Connor, on page 23, cites the example of famine in Africa:
“In the early 1980s, for example, there was a major drought and several African countries experienced a terrible famine; the hardest hit were Burkina-Faso, Mali, Niger, Senegal, and Chad. At the height of the famine, 1983-1984, ‘these countries produced a record 154 million tons of cotton’ for export.”

These countries are in a double-bind. If they do nothing, they will be exploited to oblivion. If they resist, and try to change their material conditions, they experience violence at the hands of imperial powers—this is how the system spread, and is how the system is maintained to this day—we can see it being played out in real time in the West Bank and Gaza.
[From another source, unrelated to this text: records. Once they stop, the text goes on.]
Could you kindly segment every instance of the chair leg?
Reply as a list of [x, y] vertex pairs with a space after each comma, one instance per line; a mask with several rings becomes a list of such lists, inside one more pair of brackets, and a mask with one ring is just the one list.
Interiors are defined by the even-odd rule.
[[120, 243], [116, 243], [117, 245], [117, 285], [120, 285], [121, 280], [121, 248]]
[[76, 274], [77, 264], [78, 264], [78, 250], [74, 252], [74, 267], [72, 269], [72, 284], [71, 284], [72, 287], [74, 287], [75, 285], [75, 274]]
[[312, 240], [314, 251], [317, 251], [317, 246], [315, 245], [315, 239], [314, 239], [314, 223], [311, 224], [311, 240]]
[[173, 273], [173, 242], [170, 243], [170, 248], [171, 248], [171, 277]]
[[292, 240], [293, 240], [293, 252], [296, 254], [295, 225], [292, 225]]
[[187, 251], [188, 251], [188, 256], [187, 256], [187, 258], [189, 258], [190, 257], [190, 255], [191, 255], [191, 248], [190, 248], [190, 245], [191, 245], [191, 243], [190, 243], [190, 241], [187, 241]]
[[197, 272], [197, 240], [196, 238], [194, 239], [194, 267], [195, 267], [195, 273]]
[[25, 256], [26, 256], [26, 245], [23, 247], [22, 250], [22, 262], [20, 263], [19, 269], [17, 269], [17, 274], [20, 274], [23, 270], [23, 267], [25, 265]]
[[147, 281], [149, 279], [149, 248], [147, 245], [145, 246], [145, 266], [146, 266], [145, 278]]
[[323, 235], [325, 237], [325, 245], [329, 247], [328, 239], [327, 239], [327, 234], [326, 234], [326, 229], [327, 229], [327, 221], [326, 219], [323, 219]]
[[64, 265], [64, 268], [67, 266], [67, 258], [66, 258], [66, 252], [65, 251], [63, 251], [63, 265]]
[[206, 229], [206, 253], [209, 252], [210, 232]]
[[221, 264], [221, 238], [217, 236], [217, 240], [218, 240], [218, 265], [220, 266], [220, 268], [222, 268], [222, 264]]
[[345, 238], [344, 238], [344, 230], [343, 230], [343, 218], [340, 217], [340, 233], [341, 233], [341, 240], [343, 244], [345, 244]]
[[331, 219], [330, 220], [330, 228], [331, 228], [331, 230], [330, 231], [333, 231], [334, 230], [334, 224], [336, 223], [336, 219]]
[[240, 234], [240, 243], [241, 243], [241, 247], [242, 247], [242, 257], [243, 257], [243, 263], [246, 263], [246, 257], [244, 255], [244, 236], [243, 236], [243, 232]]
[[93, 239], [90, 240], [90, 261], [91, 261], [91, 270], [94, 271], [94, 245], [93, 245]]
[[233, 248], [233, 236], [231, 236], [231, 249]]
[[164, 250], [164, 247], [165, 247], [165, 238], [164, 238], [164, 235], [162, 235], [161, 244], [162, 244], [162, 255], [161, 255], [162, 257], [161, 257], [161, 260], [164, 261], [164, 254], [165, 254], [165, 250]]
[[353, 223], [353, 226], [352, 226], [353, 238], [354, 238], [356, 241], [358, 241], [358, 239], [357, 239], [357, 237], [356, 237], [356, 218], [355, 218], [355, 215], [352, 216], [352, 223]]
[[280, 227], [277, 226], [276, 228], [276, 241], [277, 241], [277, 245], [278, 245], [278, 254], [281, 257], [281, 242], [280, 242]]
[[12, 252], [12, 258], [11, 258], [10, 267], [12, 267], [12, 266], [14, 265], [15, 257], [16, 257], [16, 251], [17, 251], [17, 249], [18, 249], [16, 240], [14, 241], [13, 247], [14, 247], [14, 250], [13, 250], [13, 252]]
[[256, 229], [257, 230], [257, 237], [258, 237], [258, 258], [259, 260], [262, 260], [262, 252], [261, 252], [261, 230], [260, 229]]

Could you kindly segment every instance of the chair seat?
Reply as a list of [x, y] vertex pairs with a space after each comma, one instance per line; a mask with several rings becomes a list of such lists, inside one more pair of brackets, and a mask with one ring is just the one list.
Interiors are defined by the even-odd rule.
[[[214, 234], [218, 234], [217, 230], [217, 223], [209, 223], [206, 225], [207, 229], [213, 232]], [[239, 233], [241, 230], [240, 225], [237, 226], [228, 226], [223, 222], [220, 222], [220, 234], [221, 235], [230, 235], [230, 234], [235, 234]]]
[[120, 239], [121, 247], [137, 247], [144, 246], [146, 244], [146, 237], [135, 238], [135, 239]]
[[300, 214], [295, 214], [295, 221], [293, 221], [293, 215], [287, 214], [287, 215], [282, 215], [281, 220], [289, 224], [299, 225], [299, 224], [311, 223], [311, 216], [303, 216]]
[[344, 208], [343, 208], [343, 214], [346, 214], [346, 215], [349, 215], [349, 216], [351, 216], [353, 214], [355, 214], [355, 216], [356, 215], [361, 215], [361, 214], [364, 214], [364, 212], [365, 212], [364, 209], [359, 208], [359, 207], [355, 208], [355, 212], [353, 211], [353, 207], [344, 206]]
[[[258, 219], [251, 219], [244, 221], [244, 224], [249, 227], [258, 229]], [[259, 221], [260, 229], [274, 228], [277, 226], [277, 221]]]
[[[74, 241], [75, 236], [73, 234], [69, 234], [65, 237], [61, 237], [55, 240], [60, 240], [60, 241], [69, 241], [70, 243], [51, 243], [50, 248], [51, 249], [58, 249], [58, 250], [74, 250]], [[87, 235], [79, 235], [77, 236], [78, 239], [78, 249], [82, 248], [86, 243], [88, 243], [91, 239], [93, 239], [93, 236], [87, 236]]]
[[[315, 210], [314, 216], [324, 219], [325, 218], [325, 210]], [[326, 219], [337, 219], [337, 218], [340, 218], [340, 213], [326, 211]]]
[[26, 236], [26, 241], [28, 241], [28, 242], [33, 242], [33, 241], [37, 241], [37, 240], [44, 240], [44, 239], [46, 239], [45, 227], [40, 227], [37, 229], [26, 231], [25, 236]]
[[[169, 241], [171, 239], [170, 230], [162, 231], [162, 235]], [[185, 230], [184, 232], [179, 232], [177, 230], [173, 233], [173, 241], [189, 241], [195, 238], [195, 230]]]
Some countries fared better than others. Japan made it by becoming an imperial power—an option that is no longer in reach of other countries. Some Asian nations like Taiwan and South Korea have experienced significant economic gains, but as Connor argues on page 25,

“after China successfully broke the grip of imperialism and withdrew from the world system in the mid-1950s, and after the Korean War, the United States determined to make Taiwan and South Korea showcases of Asian capitalism, so a political decision was made to modernise the economies of these two countries. They were expected to play the role of outposts of imperialism in the Far East, very much as Israel was intended to function as an outpost of imperialism in the Middle East.”

Any hope of anti-imperialist success requires the active participation and solidarity of the working class that lives in the imperial core. The best possible option is an end to global capitalism as we know it and the implementation of a socialist system in its stead.